Selon Lachat, il est donc
difficile d'admettre qu'un délai qui ne correspond pas à celui prescrit
par la loi soit "convenable", au sens de l'art. 107 CO (op. cit., p.
210; note 44).
Pierre Wessner estime que le conge donné au locataire
est nul, s'il ne respecte pas une condition de validité matérielle, par
exemple si le bailleur dénonce le contrat sans attendre l'expiration du
délai comminatoire. Il ne prétend pas que le congé donné suite à un avis
comminatoire prévoyant un délai trop court serait nul. Le locataire
n'est simplement pas lié par un délai qui ne respecterait pas le minimum
légal. Le délai trop court est prolongé (Séminaire sur le droit du
bail, Neuchâtel, 1996, No 77, p. 19, No 92 et 94, p. 23).
Selon Higi
(Zürcher Kommentar, 1994, No 54 ad art. 257d), une telle résiliation est
valable et déploie ses effets au prochain terme possible pour le congé
extraordinaire, en application analogique de l'art. 266a al. 2 CO. Cette
opinion a été suivie par la Cour de justice, dès lors que toutes les
conditions pour une résiliation extraordinaire sont remplies, le droit
du bailleur de résilier le bail est acquis.

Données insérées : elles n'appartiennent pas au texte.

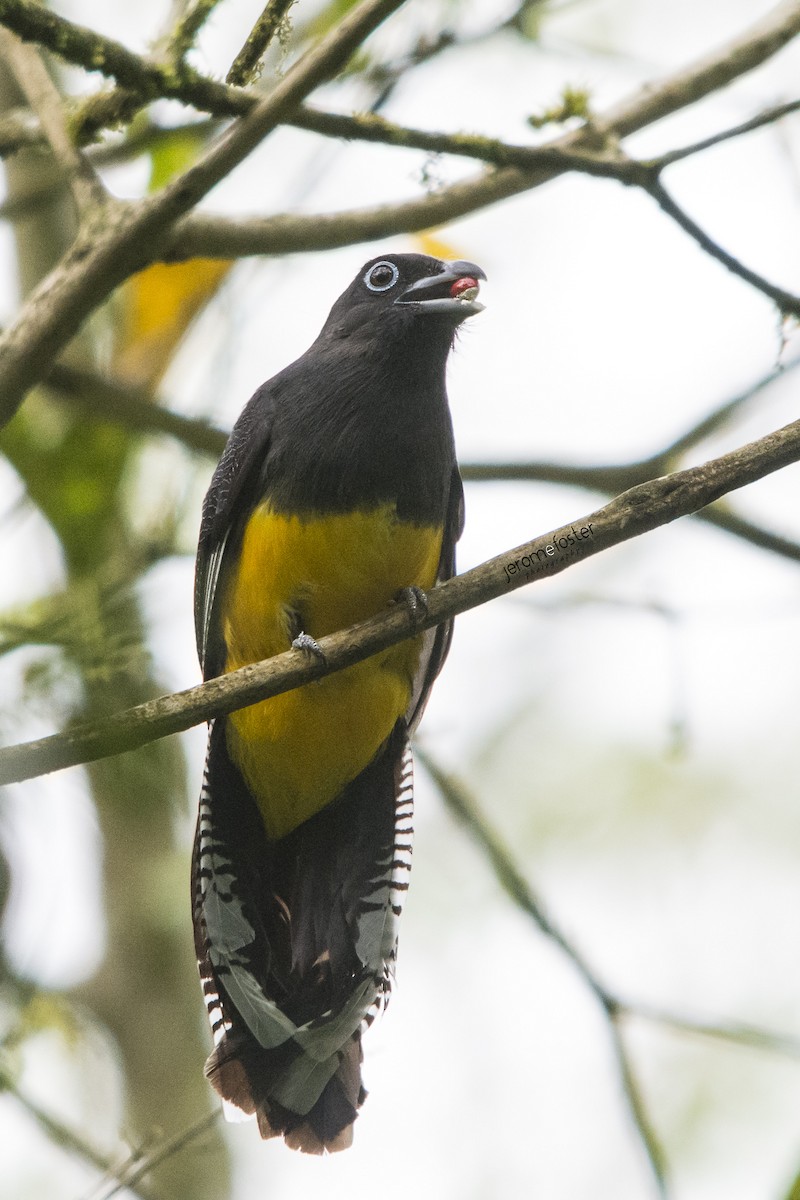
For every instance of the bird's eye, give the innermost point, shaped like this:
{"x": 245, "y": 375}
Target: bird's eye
{"x": 382, "y": 276}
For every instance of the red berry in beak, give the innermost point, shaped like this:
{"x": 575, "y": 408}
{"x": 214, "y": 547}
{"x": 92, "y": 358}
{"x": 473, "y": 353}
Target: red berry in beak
{"x": 465, "y": 288}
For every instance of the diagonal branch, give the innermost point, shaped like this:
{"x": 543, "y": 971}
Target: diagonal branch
{"x": 787, "y": 303}
{"x": 515, "y": 885}
{"x": 61, "y": 1135}
{"x": 636, "y": 511}
{"x": 245, "y": 66}
{"x": 131, "y": 235}
{"x": 46, "y": 101}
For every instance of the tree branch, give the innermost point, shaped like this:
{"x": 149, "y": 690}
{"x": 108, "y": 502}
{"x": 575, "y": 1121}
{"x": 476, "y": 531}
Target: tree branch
{"x": 245, "y": 66}
{"x": 521, "y": 893}
{"x": 46, "y": 101}
{"x": 62, "y": 1137}
{"x": 636, "y": 511}
{"x": 206, "y": 235}
{"x": 787, "y": 303}
{"x": 131, "y": 235}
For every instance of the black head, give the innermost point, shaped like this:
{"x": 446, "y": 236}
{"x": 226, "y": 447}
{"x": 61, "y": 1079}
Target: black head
{"x": 405, "y": 295}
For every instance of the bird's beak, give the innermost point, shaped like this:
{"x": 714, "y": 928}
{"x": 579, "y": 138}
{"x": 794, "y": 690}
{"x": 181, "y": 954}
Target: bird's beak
{"x": 452, "y": 291}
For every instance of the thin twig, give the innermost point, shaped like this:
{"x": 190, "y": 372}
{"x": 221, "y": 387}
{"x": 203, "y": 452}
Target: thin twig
{"x": 60, "y": 1134}
{"x": 134, "y": 234}
{"x": 636, "y": 511}
{"x": 787, "y": 303}
{"x": 188, "y": 25}
{"x": 245, "y": 66}
{"x": 46, "y": 101}
{"x": 515, "y": 885}
{"x": 130, "y": 1174}
{"x": 768, "y": 117}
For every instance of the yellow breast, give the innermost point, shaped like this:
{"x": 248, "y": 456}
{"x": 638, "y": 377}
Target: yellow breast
{"x": 298, "y": 751}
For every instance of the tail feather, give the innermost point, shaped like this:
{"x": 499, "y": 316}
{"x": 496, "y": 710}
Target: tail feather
{"x": 296, "y": 942}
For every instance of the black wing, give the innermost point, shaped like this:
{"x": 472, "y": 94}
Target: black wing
{"x": 234, "y": 489}
{"x": 437, "y": 641}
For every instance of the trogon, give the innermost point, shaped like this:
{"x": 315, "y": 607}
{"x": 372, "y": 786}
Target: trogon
{"x": 337, "y": 495}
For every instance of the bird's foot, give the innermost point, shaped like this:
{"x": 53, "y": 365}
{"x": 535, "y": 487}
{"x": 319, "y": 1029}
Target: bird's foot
{"x": 416, "y": 603}
{"x": 307, "y": 643}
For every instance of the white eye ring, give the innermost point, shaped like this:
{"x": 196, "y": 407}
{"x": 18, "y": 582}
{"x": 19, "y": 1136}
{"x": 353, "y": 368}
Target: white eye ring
{"x": 382, "y": 287}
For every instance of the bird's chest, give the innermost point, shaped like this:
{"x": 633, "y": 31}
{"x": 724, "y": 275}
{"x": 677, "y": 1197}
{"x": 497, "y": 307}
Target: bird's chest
{"x": 320, "y": 574}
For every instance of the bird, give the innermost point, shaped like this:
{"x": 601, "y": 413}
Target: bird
{"x": 337, "y": 495}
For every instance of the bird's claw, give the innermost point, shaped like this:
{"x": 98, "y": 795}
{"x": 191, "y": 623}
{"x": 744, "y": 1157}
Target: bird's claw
{"x": 307, "y": 643}
{"x": 416, "y": 603}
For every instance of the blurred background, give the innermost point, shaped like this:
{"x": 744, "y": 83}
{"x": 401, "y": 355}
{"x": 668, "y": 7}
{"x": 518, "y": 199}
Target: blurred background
{"x": 626, "y": 731}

Il s'agit d'une résiliation
inconditionnelle et exprimant la volonté ferme du bailleur de mettre fin
au contrat (ACJ No 1074 du 11.9.1995, L. c/ X. S.A.).
Selon Corboz,
la nullité est réservée au cas où la loi le prévoit expressément et à
ceux où le régime de l'annulabilité ne pourrait fonctionner
correctement. Il songe aux hypothèses où celui qui donne le congé
procède de telle manière – en violation des règles applicables – que
l'on ne peut raisonnablement exiger du destinataire qu'il saisisse la
Commission de Conciliation dans les trente jours ou si la déclaration ne
pouvait pas être considérée comme un congé (Corboz, La nullité du congé
dans le nouveau droit du bail. Cahiers du bail No 2, juin 1994, p. 42
et ss). Tel n'est pas le cas dans cette cause, le congé ayant été
contesté dans le délai légal.
3.3 Le but du délai de 30 jours
accordé au locataire consiste à lui permettre de réunir les fonds et
verser le loyer dû, pour éviter le congé dont il est menacé. Si le
locataire fait valoir qu'en raison de l'extrême brièveté du délai, soit 5
jours, il renonce à tenter de réunir les fonds, on doit alors admettre
la nullité du congé.
Dans le cas d'espèce, il ressort de la procédure
que ni J. U. ni A. U., pour des raisons qu'ils exposent longuement,
n'auraient payé les loyers dus dans un délai de trente jours si ce délai
leur avait été imparti.
La Cour de justice retiendra donc que le
congé n'est pas nul en raison du non-respect du délai comminatoire.
Conformément à l'avis de la doctrine, ce délai doit être prolongé.